This isn’t the first time Arquette has brought politics to the awards podium. At the Emmys in September, when she won for supporting actress in a limited series, also for “The Act,” she spoke about her late transgender sister, Alexis Arquette, and said that “trans people are … being persecuted.” She added, “They are human beings, let’s give them jobs. Let’s get rid of this bias that we have everywhere.”
And at the Oscars in 2015, Arquette spoke out about equal pay: “To every woman who gave birth to every taxpayer and citizen of this nation, we have fought for everybody else’s equal rights. It’s our time to have wage equality once and for all and equal rights for women in the United States of America.”

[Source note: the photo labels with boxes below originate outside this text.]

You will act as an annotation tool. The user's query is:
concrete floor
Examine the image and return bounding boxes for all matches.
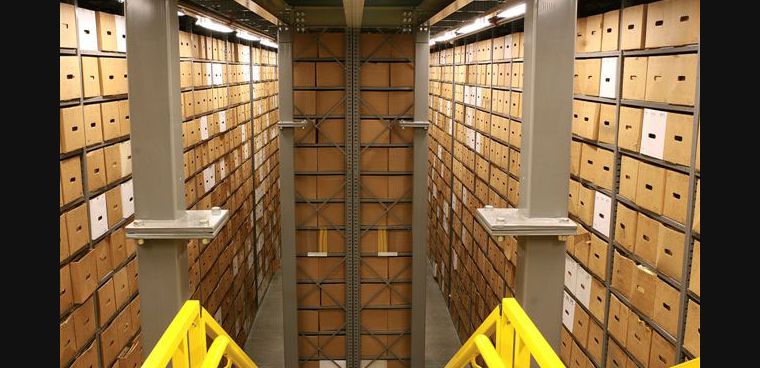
[245,267,460,368]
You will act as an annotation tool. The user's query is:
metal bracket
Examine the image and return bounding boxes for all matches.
[477,206,578,237]
[398,120,430,130]
[277,119,308,129]
[126,207,230,244]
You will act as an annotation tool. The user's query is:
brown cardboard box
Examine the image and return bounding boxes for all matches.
[71,298,97,348]
[293,62,316,87]
[598,104,618,144]
[689,240,702,295]
[60,56,82,101]
[85,149,107,192]
[636,162,666,215]
[59,317,77,367]
[662,170,689,224]
[683,299,702,356]
[316,63,345,87]
[392,63,414,87]
[66,204,90,254]
[607,294,635,341]
[359,63,391,87]
[60,106,85,153]
[359,33,396,59]
[625,313,652,362]
[388,92,414,116]
[580,185,594,226]
[317,147,345,171]
[652,279,680,336]
[623,56,648,101]
[573,304,589,347]
[320,284,346,307]
[618,106,644,152]
[615,203,638,252]
[60,156,83,204]
[318,32,346,58]
[634,213,660,265]
[601,10,620,51]
[59,3,77,48]
[58,264,74,314]
[663,112,693,166]
[71,251,98,304]
[583,14,604,52]
[293,91,317,116]
[317,91,345,116]
[82,56,100,98]
[656,224,684,280]
[612,250,636,300]
[620,4,647,50]
[98,278,116,327]
[587,234,608,279]
[630,265,658,318]
[95,12,118,52]
[649,332,676,368]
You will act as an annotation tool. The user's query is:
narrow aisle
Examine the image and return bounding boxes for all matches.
[425,263,461,368]
[244,271,285,368]
[245,265,461,368]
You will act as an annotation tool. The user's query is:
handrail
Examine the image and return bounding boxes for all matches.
[142,300,256,368]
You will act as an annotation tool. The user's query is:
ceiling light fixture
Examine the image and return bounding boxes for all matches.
[456,18,491,35]
[235,30,261,41]
[496,3,525,19]
[195,17,233,33]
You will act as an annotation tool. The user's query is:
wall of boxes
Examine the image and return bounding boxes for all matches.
[293,31,414,367]
[560,0,701,367]
[179,13,280,354]
[60,1,279,368]
[428,20,524,341]
[59,2,143,368]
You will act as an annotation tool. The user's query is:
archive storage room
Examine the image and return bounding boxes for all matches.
[59,0,701,368]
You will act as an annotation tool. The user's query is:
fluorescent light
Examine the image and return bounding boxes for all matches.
[456,18,491,35]
[235,30,261,41]
[496,3,525,19]
[195,17,233,33]
[261,38,277,49]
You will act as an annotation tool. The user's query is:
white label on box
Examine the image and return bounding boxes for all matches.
[575,266,591,308]
[77,7,98,51]
[562,291,575,333]
[592,192,612,236]
[116,15,127,52]
[121,180,135,218]
[203,164,216,193]
[90,193,108,240]
[217,111,227,132]
[565,254,578,294]
[639,109,668,160]
[599,57,617,98]
[200,116,208,140]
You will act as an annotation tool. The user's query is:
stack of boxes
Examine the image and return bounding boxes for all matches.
[179,23,279,345]
[561,0,700,367]
[59,2,143,367]
[428,24,524,341]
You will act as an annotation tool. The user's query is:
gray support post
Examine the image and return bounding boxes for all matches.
[412,26,430,367]
[277,29,298,368]
[126,0,189,351]
[516,0,576,351]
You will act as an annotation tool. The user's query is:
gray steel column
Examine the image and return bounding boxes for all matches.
[412,26,430,367]
[516,0,576,351]
[126,0,189,351]
[277,29,298,368]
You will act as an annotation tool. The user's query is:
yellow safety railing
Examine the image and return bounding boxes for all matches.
[446,298,565,368]
[142,300,256,368]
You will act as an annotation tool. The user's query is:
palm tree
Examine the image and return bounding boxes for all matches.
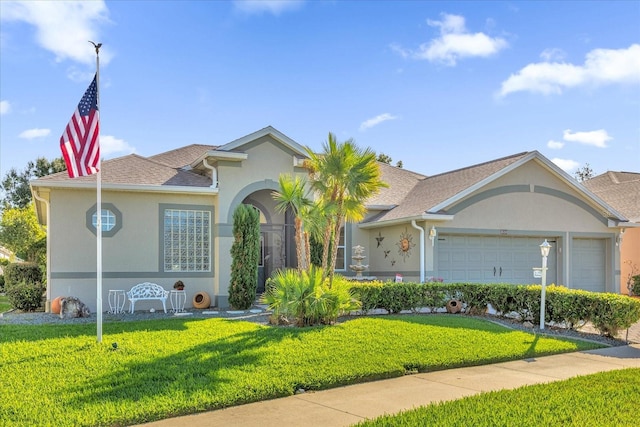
[306,133,387,286]
[272,174,311,271]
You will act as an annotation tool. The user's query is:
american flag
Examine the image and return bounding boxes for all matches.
[60,73,100,178]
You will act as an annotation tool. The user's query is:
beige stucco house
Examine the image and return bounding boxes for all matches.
[584,171,640,294]
[31,127,628,310]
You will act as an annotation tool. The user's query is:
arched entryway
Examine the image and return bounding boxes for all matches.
[242,190,297,294]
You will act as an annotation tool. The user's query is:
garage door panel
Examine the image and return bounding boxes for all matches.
[437,235,556,284]
[571,239,606,292]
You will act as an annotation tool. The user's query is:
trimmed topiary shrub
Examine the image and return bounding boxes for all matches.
[229,204,260,310]
[4,262,42,285]
[6,281,46,311]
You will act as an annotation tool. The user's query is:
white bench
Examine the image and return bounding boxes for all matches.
[127,282,169,313]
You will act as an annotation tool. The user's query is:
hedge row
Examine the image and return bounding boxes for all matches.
[351,282,640,336]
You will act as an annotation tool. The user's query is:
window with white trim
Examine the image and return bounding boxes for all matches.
[91,209,116,231]
[335,225,347,271]
[163,209,211,272]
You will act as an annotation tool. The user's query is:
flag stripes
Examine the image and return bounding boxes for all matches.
[60,73,100,178]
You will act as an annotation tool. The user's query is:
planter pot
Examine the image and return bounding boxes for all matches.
[193,292,211,308]
[447,299,462,314]
[51,297,64,314]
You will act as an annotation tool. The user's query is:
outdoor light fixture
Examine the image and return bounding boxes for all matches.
[540,239,551,330]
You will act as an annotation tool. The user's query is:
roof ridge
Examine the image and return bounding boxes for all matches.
[420,151,532,179]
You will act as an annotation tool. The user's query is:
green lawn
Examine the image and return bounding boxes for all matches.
[0,315,598,426]
[358,368,640,427]
[0,295,11,313]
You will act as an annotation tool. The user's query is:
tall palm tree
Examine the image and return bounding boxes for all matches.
[272,174,311,271]
[306,132,387,288]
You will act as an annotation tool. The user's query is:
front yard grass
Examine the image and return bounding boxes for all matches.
[0,315,600,426]
[0,294,11,313]
[357,368,640,427]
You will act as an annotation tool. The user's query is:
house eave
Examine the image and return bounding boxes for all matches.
[358,213,454,229]
[30,181,218,196]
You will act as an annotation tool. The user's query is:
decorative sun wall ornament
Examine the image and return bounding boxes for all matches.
[396,228,416,262]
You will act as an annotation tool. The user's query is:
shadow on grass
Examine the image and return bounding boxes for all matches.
[64,319,310,425]
[0,318,207,343]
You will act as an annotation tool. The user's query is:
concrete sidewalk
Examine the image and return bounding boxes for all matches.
[144,344,640,427]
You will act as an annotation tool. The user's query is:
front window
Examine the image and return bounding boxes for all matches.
[85,203,122,237]
[163,209,211,272]
[335,225,346,271]
[91,209,116,231]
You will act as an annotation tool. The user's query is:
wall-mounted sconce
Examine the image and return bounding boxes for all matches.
[429,225,438,246]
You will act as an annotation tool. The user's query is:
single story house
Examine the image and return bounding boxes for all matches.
[583,171,640,294]
[31,126,628,310]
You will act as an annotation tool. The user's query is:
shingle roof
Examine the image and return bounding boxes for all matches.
[367,162,426,206]
[147,144,218,168]
[364,152,529,221]
[38,144,215,187]
[582,171,640,222]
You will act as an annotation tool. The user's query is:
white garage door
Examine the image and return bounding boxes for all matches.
[437,235,557,284]
[571,239,606,292]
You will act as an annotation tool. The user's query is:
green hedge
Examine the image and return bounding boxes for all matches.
[352,282,640,336]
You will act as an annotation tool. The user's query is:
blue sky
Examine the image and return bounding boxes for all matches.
[0,0,640,177]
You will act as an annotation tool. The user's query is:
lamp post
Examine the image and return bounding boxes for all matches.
[540,239,551,330]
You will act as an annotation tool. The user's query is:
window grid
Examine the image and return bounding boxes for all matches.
[91,209,116,231]
[164,209,211,272]
[334,225,347,271]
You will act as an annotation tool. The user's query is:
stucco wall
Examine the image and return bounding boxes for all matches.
[49,190,216,311]
[620,228,640,295]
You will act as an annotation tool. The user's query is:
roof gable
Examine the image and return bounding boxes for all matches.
[148,144,217,168]
[218,126,307,157]
[33,153,211,187]
[582,171,640,222]
[362,151,626,222]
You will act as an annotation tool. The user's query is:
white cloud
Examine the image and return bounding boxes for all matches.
[2,0,111,65]
[360,113,398,131]
[551,157,580,173]
[18,128,51,139]
[540,47,567,62]
[562,129,613,148]
[100,135,136,157]
[233,0,304,15]
[547,139,564,150]
[402,13,508,66]
[499,44,640,96]
[0,101,11,115]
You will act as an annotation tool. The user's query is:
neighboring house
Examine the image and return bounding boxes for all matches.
[31,127,627,310]
[583,171,640,294]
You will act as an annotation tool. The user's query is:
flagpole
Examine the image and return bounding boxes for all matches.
[89,41,102,343]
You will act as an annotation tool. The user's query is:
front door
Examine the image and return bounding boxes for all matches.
[257,224,285,294]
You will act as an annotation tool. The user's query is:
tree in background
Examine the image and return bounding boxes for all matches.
[575,163,595,182]
[376,153,402,169]
[0,203,47,265]
[229,204,260,310]
[272,174,312,271]
[305,133,387,283]
[0,157,67,210]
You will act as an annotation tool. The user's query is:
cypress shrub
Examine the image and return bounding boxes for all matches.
[4,262,45,311]
[229,204,260,310]
[4,262,42,286]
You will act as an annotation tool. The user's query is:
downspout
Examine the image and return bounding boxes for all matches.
[33,191,51,313]
[202,158,218,188]
[411,219,424,283]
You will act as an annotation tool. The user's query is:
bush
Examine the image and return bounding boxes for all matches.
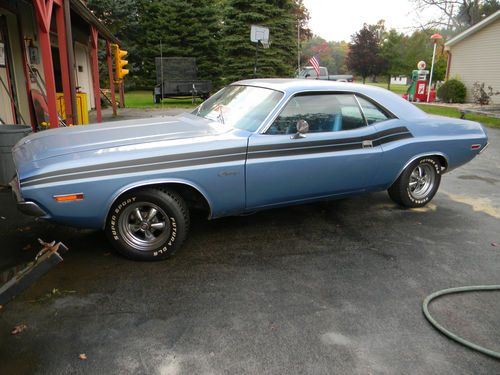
[472,82,500,105]
[437,79,467,103]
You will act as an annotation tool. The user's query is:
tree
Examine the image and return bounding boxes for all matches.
[221,0,297,83]
[413,0,500,32]
[88,0,222,88]
[346,24,386,83]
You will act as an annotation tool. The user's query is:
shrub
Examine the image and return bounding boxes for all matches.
[472,82,500,105]
[437,79,467,103]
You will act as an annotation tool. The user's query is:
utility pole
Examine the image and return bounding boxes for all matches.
[297,18,300,73]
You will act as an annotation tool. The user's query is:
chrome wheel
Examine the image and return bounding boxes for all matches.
[118,202,171,251]
[408,163,436,200]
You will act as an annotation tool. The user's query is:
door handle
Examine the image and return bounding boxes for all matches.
[362,140,373,148]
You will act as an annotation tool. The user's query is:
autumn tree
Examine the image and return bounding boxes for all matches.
[413,0,500,32]
[346,24,387,83]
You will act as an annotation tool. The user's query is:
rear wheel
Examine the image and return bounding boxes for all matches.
[106,189,189,260]
[388,157,441,207]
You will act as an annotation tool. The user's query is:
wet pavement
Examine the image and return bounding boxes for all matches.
[0,125,500,374]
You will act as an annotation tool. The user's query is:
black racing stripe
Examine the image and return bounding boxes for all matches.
[21,154,245,187]
[20,127,413,187]
[373,133,413,146]
[248,128,413,159]
[20,147,246,184]
[248,142,362,159]
[248,126,411,152]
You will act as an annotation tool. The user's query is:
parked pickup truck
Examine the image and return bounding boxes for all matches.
[297,66,353,82]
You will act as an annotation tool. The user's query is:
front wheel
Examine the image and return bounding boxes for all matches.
[106,188,189,260]
[388,157,441,208]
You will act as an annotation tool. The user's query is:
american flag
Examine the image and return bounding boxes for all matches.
[309,55,319,78]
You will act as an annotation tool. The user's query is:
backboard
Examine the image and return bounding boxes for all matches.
[250,25,269,43]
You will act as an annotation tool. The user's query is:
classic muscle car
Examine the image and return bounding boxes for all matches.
[12,79,487,260]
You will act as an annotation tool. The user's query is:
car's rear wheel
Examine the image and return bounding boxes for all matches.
[106,189,189,260]
[388,157,441,207]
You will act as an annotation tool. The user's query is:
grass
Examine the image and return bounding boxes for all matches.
[359,82,408,95]
[416,104,500,128]
[125,91,201,108]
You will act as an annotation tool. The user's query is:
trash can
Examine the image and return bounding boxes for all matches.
[0,125,31,185]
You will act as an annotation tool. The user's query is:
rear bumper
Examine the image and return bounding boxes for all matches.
[9,177,47,217]
[17,201,47,217]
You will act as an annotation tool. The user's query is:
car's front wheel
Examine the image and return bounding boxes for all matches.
[388,157,441,208]
[106,188,189,260]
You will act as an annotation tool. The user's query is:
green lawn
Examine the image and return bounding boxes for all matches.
[416,104,500,128]
[364,82,408,95]
[125,91,202,108]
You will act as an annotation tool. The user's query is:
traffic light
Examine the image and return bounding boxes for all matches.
[115,45,128,81]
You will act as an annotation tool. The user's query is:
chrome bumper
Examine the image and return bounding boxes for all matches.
[9,176,47,217]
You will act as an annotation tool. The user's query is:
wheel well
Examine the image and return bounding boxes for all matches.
[432,155,448,170]
[123,183,211,216]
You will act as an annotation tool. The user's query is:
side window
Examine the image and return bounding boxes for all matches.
[357,96,389,125]
[267,94,366,134]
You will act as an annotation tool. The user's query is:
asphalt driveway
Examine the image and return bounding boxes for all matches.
[0,129,500,374]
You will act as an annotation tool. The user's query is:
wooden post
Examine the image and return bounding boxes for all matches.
[55,6,76,125]
[106,40,116,116]
[33,0,59,128]
[90,26,102,122]
[118,81,125,108]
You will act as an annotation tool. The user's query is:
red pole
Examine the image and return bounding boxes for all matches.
[55,6,74,125]
[106,40,116,116]
[17,15,37,132]
[90,26,102,122]
[33,0,59,128]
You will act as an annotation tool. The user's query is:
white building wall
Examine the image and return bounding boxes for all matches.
[449,19,500,104]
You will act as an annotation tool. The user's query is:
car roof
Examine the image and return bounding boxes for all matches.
[232,78,428,120]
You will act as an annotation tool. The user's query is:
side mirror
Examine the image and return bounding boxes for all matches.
[292,120,309,139]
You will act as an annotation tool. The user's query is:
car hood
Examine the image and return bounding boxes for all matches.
[13,114,229,164]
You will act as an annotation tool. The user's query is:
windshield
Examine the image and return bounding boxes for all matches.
[192,85,283,131]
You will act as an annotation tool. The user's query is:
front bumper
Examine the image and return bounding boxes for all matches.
[9,176,47,217]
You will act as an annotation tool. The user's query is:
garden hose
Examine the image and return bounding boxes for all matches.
[422,285,500,359]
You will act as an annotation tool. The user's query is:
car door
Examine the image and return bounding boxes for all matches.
[246,92,381,209]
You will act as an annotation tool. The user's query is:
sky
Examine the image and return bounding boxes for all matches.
[304,0,439,42]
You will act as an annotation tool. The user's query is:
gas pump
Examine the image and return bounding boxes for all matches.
[408,61,429,102]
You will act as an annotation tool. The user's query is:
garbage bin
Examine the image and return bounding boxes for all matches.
[0,125,31,185]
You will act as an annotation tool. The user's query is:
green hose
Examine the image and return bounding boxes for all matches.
[422,285,500,359]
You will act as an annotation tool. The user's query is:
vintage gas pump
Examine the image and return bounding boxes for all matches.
[408,61,429,102]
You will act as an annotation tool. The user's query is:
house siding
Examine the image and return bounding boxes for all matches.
[449,19,500,104]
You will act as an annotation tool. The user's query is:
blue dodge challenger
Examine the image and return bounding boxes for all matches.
[11,79,487,260]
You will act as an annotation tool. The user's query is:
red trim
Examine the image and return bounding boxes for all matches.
[90,25,102,122]
[0,15,19,124]
[33,0,59,128]
[33,0,54,33]
[16,13,37,132]
[106,40,116,116]
[55,6,74,125]
[446,51,451,80]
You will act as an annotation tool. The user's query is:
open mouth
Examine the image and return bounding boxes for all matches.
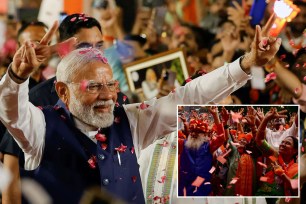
[94,105,111,113]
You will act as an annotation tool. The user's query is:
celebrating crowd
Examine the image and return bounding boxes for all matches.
[178,106,298,196]
[0,0,306,204]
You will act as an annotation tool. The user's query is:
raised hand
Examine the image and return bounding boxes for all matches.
[241,14,281,72]
[12,22,58,79]
[221,106,230,123]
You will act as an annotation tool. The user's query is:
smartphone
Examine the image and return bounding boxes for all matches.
[164,69,176,87]
[154,6,167,35]
[250,0,267,26]
[59,12,68,24]
[142,0,166,8]
[91,0,116,9]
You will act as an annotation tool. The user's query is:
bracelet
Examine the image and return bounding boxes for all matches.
[8,65,28,82]
[102,35,115,42]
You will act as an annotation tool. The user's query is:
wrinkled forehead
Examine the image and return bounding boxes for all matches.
[74,61,113,82]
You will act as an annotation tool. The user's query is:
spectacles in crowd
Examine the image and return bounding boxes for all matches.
[67,80,119,94]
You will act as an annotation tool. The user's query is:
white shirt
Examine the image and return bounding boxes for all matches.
[0,56,250,170]
[266,122,298,150]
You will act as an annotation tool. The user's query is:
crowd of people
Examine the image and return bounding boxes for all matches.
[178,106,299,196]
[0,0,306,204]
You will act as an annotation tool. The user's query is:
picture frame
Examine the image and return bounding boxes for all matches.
[124,48,189,100]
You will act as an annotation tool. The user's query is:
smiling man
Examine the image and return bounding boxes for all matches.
[0,14,281,203]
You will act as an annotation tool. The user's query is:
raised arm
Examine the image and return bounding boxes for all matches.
[124,13,281,151]
[255,108,287,155]
[208,106,225,153]
[0,23,70,169]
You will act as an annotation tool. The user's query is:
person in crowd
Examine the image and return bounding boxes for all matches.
[179,107,225,196]
[255,108,298,196]
[0,21,48,204]
[0,9,281,202]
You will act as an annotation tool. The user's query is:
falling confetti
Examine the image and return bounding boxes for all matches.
[269,156,277,162]
[88,156,97,169]
[259,176,268,182]
[115,143,127,153]
[70,17,76,22]
[139,102,149,110]
[158,176,166,183]
[257,162,268,169]
[185,78,192,83]
[95,133,107,142]
[132,176,137,183]
[101,143,107,150]
[265,72,276,83]
[80,80,88,92]
[123,95,127,102]
[114,117,121,123]
[217,156,226,164]
[231,111,242,123]
[290,179,299,189]
[209,166,216,174]
[245,150,252,154]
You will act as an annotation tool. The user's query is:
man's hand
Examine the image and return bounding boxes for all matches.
[12,21,58,80]
[241,14,282,73]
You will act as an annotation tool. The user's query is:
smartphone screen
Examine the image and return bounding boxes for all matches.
[154,6,167,35]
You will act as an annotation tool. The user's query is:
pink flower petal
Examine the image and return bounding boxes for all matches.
[101,143,107,150]
[87,156,97,169]
[132,176,137,183]
[279,54,286,60]
[80,80,88,92]
[131,147,135,154]
[114,117,121,123]
[95,133,107,142]
[231,111,242,123]
[265,72,276,83]
[261,38,268,46]
[257,162,268,169]
[56,41,74,58]
[115,143,127,153]
[70,17,76,22]
[185,78,192,83]
[139,102,149,110]
[209,166,216,174]
[123,95,127,102]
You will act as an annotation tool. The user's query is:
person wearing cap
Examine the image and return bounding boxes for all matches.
[178,107,225,196]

It’s a subject that came up again this past September when Williams won the Emmy for her “Fosse/Verdon” performance. In accepting that award, she talked about the pay gap between men and women in Hollywood, something that hit home for her when news emerged that Mark Wahlberg was paid $1.5 million while she got less than $1000 for reshooting the Ridley Scott film “All the Money in the World” after Kevin Spacey was replaced by Christopher Plummer. “The next time a woman, and especially a woman of color, because she stands to make 52 cents on the dollar compared to her white, male counterpart _ tells you what she needs in order to do her job,” Williams said, “listen to her, believe her.”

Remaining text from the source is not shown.